There was movement in the parking lot. Now there were three men standing near the van. Car doors opened across the lot, and three more men stepped out into the light. They seemed to be looking away from the hotel, in the direction of the big drugstore where Jane had made her telephone call. One of the men lifted his hand to his face, and she could see that there was something in it—a black rectangle. He was talking into a radio as he stared up the street.

A moment later, from that direction, she saw a vehicle appear. It was a big Suburban, and it was moving quickly up the street. It turned into the lot, paused for a second beside the group of men, then swung away and parked near the edge of the lot. There was some more discussion between the man with the radio and someone in the Suburban.

Jane looked anxiously toward the other end of the building. What was taking so long? Where were they? In a moment she detected a moving shadow, then another. They were walking along the outside of the building beside the restaurant.

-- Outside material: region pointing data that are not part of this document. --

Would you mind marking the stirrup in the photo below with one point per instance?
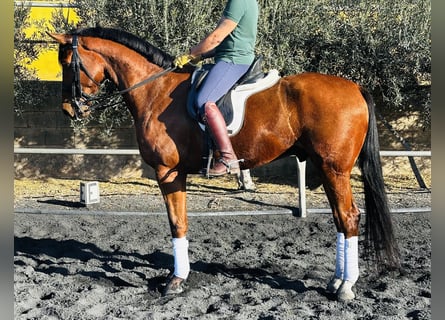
(229, 168)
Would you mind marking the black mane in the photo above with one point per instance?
(153, 54)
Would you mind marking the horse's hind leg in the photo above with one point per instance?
(346, 216)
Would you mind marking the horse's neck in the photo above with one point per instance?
(127, 68)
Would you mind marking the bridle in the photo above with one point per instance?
(80, 98)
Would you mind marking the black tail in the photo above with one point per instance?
(379, 233)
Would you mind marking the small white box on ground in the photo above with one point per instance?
(89, 192)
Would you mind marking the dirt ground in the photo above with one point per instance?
(90, 262)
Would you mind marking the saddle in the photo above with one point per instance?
(232, 104)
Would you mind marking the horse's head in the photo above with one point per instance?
(83, 70)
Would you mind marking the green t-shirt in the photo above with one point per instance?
(238, 47)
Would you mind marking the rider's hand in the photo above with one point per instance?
(182, 60)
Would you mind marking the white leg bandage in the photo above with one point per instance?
(180, 254)
(340, 256)
(351, 259)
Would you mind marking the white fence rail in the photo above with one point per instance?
(301, 165)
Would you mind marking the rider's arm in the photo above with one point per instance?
(214, 38)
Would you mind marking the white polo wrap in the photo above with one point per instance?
(180, 254)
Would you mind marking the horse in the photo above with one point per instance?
(325, 118)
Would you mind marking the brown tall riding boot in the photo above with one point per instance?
(228, 162)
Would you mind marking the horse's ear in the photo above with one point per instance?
(61, 37)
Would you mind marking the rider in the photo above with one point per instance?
(232, 44)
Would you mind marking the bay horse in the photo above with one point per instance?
(325, 118)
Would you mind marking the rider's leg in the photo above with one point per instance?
(218, 82)
(227, 161)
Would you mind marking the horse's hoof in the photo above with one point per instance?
(333, 285)
(175, 285)
(345, 293)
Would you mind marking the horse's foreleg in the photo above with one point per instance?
(346, 217)
(245, 181)
(173, 190)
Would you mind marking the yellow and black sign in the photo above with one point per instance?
(41, 13)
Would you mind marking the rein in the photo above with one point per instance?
(77, 93)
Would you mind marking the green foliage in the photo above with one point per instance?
(24, 53)
(383, 45)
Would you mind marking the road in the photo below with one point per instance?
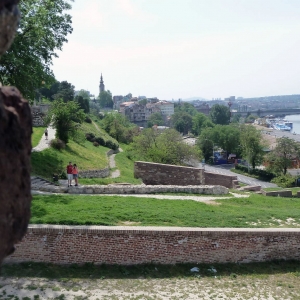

Jane looked back at the parking lot. The man with the radio in his hand waved his right arm. Three men began to walk toward the side entrance to the hotel, near the Mayfair van. Jane sucked in a breath. In a couple of minutes, they would know the rooms were empty.

She looked at the far end of the building. Rita and Bernie had stopped. They seemed to be standing in the shadow of an arbor, waiting for something. “No,” Jane whispered. “Keep moving.”

Then Jane saw it was the Suburban. It had moved to the back of the lot, then around the service road toward the other side. It seemed to be parked there, right in Rita and Bernie’s path.

Jane turned her attention to the parking lot again. The man with the radio pointed, and the three men he had left began to walk along the outside of the building. Jane realized he must be sending them to watch the other exits. Rita and Bernie were already outside, but they were trapped in the garden. Those men were walking straight toward them.

Jane squeezed her eyes shut and clenched her teeth. She felt a swelling of strong, explosive emotions—anger at these men who had come to shake an old man and a teenaged girl out of their sleep and drag them off, frustration at Bernie and Rita for being too slow, too tentative to survive, shame for not having been smart enough to have avoided this. She felt an overpowering sense of outrage as she pretended to make a decision. But while she was doing it, her hand was in her purse, feeling in the inner pocket for the second ignition key she had gotten when she had bought the Ford Explorer.